Discussion on HN: https://news.ycombinator.com/item?id=7234010


There was quite a good explanation posted to HN 5 days ago: http://cryto.net/~joepie91/blog/2014/02/10/why-mtgox-is-full...

(discussion: https://news.ycombinator.com/item?id=7211286)


This isn't really an attack, is it? I mean, the money still gets from who it's suppose to get from to who it's suppose to get to?

It's only an "attack" if your wallet software doesn't validate against the recommended (iirc: to_addy, from_addy, amount, time-in-tx), correct?


Yes, the modified Bitcoin transaction performs exactly the same transfer between the same addresses. There is no double-spend as far as the Bitcoin system is concerned since only one of the transactions will get confirmed by miners.

Linguistic arguments are kind of pointless, but it's still an attack even if they are just trying to disrupt the system and not steal anything. e.g. a denial-of-service attack.

Various definitions of "attack" are at http://en.wikipedia.org/wiki/Attack_(computing)


But if you handle tx properly it doesn't disrupt your system.


The seriousness of this attack is that several major bitcoin services lost a lot of money because of it. It's an attack.

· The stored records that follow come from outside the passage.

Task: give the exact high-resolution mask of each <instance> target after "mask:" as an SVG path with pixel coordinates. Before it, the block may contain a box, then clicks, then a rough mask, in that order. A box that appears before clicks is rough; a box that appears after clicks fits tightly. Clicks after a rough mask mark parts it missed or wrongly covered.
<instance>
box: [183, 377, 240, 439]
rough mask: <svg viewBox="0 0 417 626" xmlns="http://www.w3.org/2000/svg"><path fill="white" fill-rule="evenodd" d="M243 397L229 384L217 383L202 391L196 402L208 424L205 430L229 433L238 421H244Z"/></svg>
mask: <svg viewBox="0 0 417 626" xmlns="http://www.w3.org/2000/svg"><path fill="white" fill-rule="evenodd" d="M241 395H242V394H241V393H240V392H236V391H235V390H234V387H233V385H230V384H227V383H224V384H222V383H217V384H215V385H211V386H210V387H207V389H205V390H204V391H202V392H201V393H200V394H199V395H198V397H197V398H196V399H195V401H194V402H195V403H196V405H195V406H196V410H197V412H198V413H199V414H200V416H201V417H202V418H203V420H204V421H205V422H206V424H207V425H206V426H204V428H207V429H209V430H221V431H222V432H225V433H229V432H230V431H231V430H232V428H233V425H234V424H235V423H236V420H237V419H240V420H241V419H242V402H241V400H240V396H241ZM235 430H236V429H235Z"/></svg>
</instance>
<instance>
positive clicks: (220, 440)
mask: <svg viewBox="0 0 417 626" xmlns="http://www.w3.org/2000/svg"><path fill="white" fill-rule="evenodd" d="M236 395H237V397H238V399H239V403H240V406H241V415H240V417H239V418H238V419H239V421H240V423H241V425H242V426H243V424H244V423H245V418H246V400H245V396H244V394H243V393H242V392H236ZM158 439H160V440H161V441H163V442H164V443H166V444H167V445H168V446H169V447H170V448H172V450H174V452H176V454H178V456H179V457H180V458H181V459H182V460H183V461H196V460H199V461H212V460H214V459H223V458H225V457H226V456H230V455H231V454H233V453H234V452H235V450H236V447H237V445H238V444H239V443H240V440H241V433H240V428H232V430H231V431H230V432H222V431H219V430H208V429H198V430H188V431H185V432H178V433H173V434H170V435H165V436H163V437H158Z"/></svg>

It's an attack, it's just not an attack on Bitcoin.


This is mincing words. It's an attack on bitcoin. Many major exchanges were shuttered while they dealt with it, for example.

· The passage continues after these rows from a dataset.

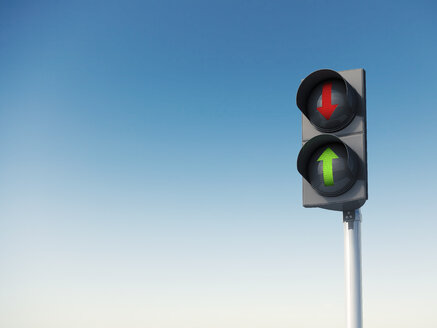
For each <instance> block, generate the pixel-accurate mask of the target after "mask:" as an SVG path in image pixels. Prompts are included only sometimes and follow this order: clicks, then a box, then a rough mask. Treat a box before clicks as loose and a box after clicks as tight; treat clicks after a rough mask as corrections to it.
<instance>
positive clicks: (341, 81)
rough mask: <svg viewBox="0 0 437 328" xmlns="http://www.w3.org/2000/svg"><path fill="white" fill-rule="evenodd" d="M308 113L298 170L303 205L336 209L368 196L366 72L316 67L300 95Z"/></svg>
mask: <svg viewBox="0 0 437 328" xmlns="http://www.w3.org/2000/svg"><path fill="white" fill-rule="evenodd" d="M296 103H297V107H299V109H300V110H301V112H302V144H303V146H302V149H301V150H300V152H299V156H298V159H297V169H298V171H299V173H300V174H301V175H302V177H303V179H302V182H303V206H304V207H321V208H325V209H330V210H336V211H347V210H353V209H357V208H360V207H361V206H362V205H363V204H364V203H365V202H366V200H367V147H366V82H365V71H364V70H363V69H354V70H348V71H341V72H336V71H333V70H329V69H322V70H318V71H315V72H313V73H311V74H310V75H308V76H307V77H306V78H305V79H304V80H302V82H301V84H300V86H299V89H298V91H297V97H296Z"/></svg>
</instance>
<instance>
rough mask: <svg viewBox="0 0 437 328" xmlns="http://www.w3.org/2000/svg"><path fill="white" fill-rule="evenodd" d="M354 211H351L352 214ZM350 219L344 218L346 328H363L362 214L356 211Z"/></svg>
mask: <svg viewBox="0 0 437 328" xmlns="http://www.w3.org/2000/svg"><path fill="white" fill-rule="evenodd" d="M351 212H352V211H349V213H351ZM351 214H352V219H350V218H351V216H349V219H346V218H347V216H346V215H345V216H344V219H343V228H344V262H345V276H346V327H347V328H362V326H363V309H362V287H361V212H360V210H359V209H358V210H355V211H354V212H352V213H351Z"/></svg>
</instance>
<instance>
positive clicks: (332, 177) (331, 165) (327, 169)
mask: <svg viewBox="0 0 437 328" xmlns="http://www.w3.org/2000/svg"><path fill="white" fill-rule="evenodd" d="M334 158H338V156H337V154H336V153H334V152H333V151H332V149H331V148H329V147H328V148H326V149H325V151H324V152H323V153H322V155H320V157H319V159H318V160H317V162H320V161H323V182H325V186H327V187H328V186H333V185H334V173H333V171H332V160H333V159H334Z"/></svg>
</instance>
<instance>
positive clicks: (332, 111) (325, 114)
mask: <svg viewBox="0 0 437 328" xmlns="http://www.w3.org/2000/svg"><path fill="white" fill-rule="evenodd" d="M331 90H332V82H330V83H325V84H324V85H323V89H322V107H317V110H318V111H319V112H320V114H322V115H323V117H324V118H326V119H327V120H329V119H330V118H331V115H332V113H334V110H335V109H336V108H337V106H338V104H331Z"/></svg>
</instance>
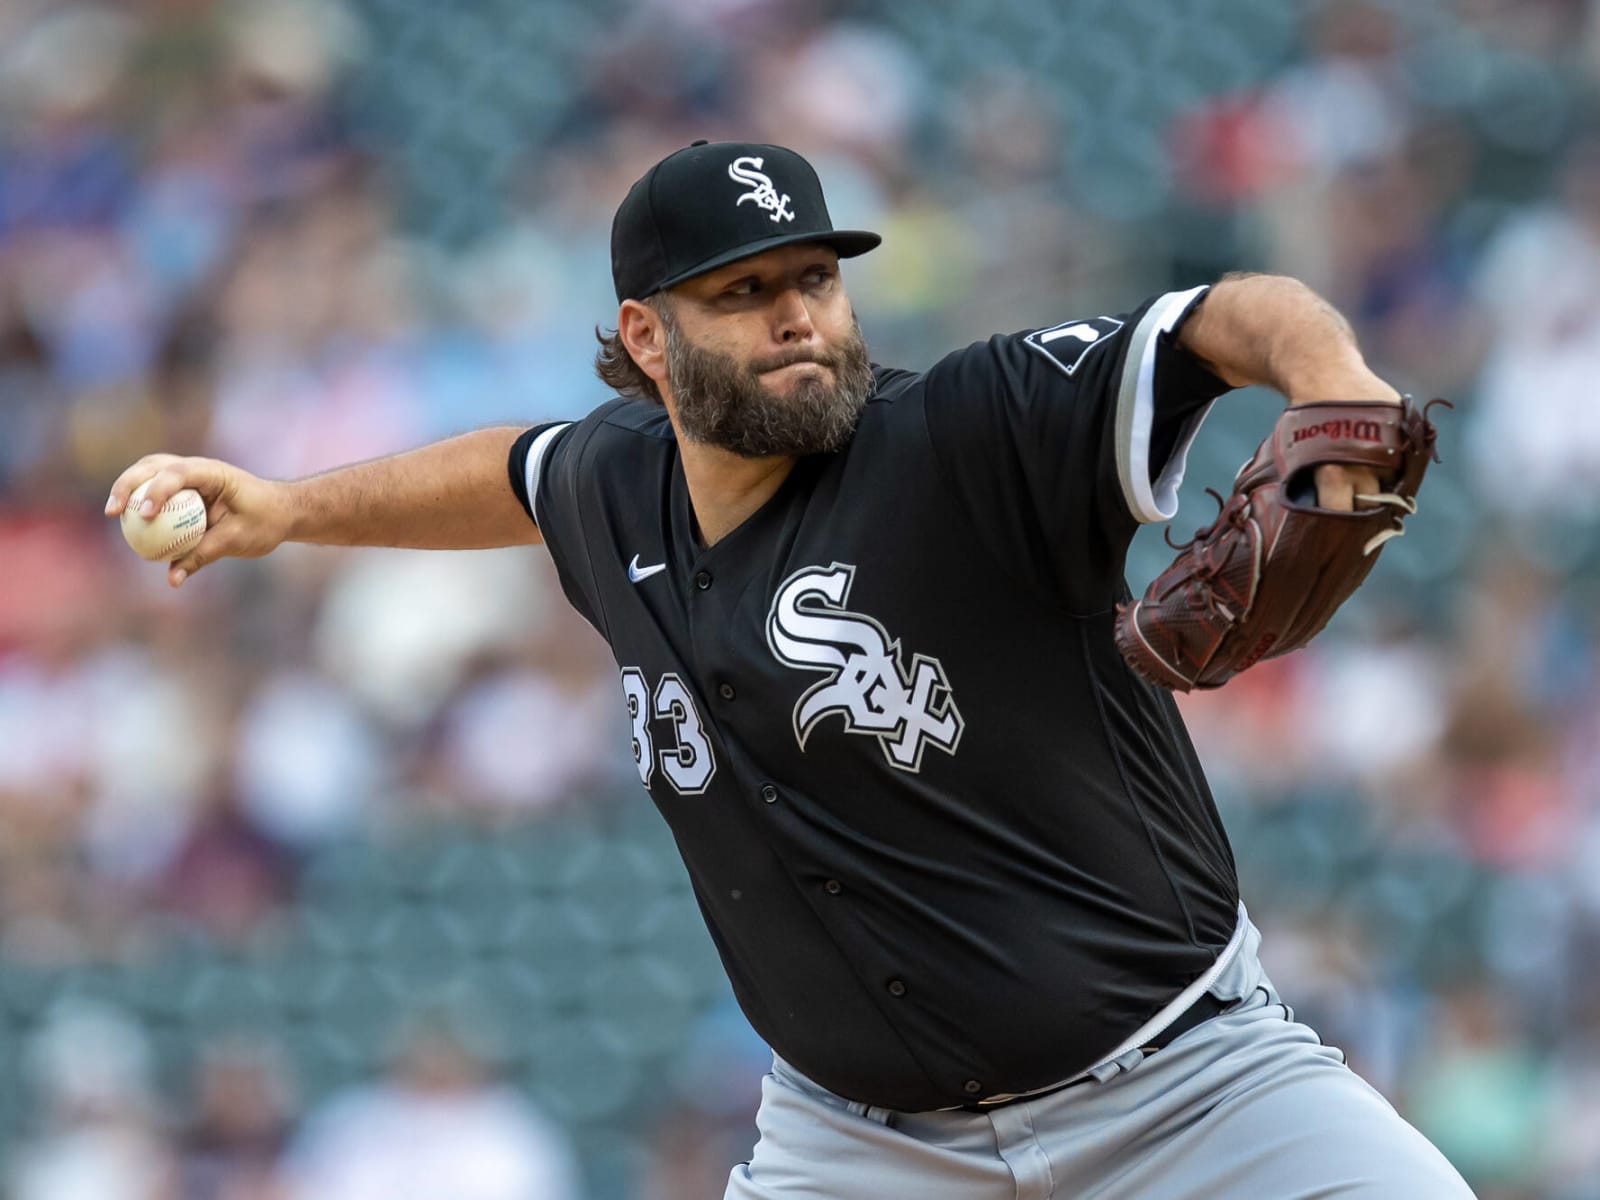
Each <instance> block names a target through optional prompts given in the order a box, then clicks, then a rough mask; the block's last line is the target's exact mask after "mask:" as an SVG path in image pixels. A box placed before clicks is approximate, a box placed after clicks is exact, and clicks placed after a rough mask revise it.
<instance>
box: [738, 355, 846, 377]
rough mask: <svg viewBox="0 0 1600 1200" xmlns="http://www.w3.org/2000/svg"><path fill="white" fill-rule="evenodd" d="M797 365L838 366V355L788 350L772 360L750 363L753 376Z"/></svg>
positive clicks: (765, 358) (775, 356) (778, 355)
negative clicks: (811, 364)
mask: <svg viewBox="0 0 1600 1200" xmlns="http://www.w3.org/2000/svg"><path fill="white" fill-rule="evenodd" d="M795 363H816V365H818V366H829V368H837V366H838V355H834V354H818V352H814V350H787V352H786V354H778V355H773V357H771V358H762V360H758V362H752V363H750V373H752V374H765V373H766V371H776V370H779V368H782V366H794V365H795Z"/></svg>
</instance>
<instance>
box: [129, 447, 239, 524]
mask: <svg viewBox="0 0 1600 1200" xmlns="http://www.w3.org/2000/svg"><path fill="white" fill-rule="evenodd" d="M184 488H194V490H195V491H198V493H200V496H202V499H205V501H206V507H210V504H211V501H214V499H216V498H218V494H219V493H221V490H222V464H221V462H218V461H216V459H210V458H174V459H173V461H171V462H166V464H165V466H163V467H162V469H160V470H157V472H155V474H154V475H152V477H150V486H149V488H146V491H144V499H142V501H139V515H141V517H146V518H150V517H154V515H155V514H157V512H160V510H162V506H163V504H166V501H170V499H171V498H173V496H176V494H178V493H179V491H182V490H184Z"/></svg>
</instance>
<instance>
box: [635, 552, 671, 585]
mask: <svg viewBox="0 0 1600 1200" xmlns="http://www.w3.org/2000/svg"><path fill="white" fill-rule="evenodd" d="M666 570H667V565H666V563H656V565H654V566H640V565H638V555H637V554H635V555H634V562H630V563H629V565H627V578H629V579H630V581H632V582H635V584H637V582H638V581H640V579H648V578H650V576H653V574H656V573H658V571H666Z"/></svg>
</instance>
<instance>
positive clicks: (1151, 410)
mask: <svg viewBox="0 0 1600 1200" xmlns="http://www.w3.org/2000/svg"><path fill="white" fill-rule="evenodd" d="M1205 293H1206V286H1198V288H1190V290H1189V291H1170V293H1166V294H1165V296H1158V298H1157V299H1155V302H1154V304H1150V307H1149V309H1147V310H1146V314H1144V317H1142V318H1141V320H1139V323H1138V326H1134V331H1133V336H1131V338H1130V339H1128V347H1126V352H1125V355H1123V368H1122V386H1120V387H1118V392H1117V477H1118V480H1120V482H1122V494H1123V499H1125V501H1126V504H1128V512H1131V514H1133V517H1134V520H1138V522H1139V523H1141V525H1147V523H1150V522H1165V520H1171V518H1173V517H1174V515H1178V486H1179V485H1181V483H1182V480H1184V466H1186V461H1187V456H1189V446H1190V445H1192V443H1194V438H1195V434H1198V432H1200V424H1202V422H1203V421H1205V418H1206V413H1210V411H1211V403H1214V402H1211V403H1206V405H1205V406H1203V408H1200V410H1198V411H1195V413H1194V414H1192V416H1190V418H1189V419H1187V421H1186V422H1184V426H1182V429H1181V430H1179V434H1178V443H1176V445H1174V446H1173V453H1171V454H1170V456H1168V458H1166V464H1165V466H1163V467H1162V474H1160V475H1158V477H1157V478H1155V480H1152V478H1150V429H1152V426H1154V424H1155V365H1157V355H1158V350H1160V344H1162V336H1163V334H1168V333H1171V331H1173V330H1176V328H1178V326H1179V325H1181V323H1182V320H1184V317H1187V315H1189V312H1190V310H1192V309H1194V307H1195V304H1198V302H1200V298H1202V296H1205Z"/></svg>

It's certainly not an attack on not-bitcoin, so therefore it's an attack on bitcoin.


Bitcoin the protocol? Bitcoin the idea? Bitcoin the network? Bitcoin the whole ecosystem?

I would argue it was an attack on Bitcoin the ecosystem, due to an _oddity_ of Bitcoin the protocol. Bitcoin the idea is still fully alive. The attack worked from within Bitcoin, the network.


There's an attack on credit cards because Target had a breach!

See, I can say ridiculous things too. Someone using bitcoins didn't follow protocol and as such as scammed out of money. This isn't a bitcoins-protocol issue, this is a people issue.

Note that the other exchanges are up now, very quickly after everyone stopped to check themselves.


The Target hack certainly disrupted the credit card system, by causing a lot of reissued cards.


That doesn't really disrupt the system though. It's not causing issues for anyone who hasn't had their card canceled and reïssued.


This causes another problem. Even if you have a lot of coins from a former transaction, when you spent a little the remainder coins (change) have to be blocked for 1 hour (6 blocks) until the transaction is "confirmed".

The standard client just assumes that the transaction is legit and you can use the remaining coins immediately. But to use these coins the program has to know the ID of the transaction.

But due to the malleability, it's possible that the ID that is generated in your client is not the same ID that is finally added to the blockchain. If you use the original ID and it is changued, then the next transactions will be invalid. So you must wait to see the final ID and use it to create the next transactions.


I think this may be the way for attackers to force price of BTC to fall down, then buy tons of them to sell when the price goes up again.


How does TM affect the price?


It causes FUD and panic.


I can cause FUD and panic w/o TM though:-p


Well pointing out that large implementations thought they had a transaction ID, and that the transaction ID can just change later -- that's some decent technical-level "FUD".


This is not an attack. If anything, it serves to make the bitcoin ecosystem stronger. A course of anti-bionics if you like, forcing the network to build up safeguards against the lack of understanding of this characteristic of the protocol.


Ah, yes. X makes Y stronger, NOT-X also makes Y stronger. Can't have it both ways, I'm afraid.


You can if the transition from one to the other is what's doing the strengthening.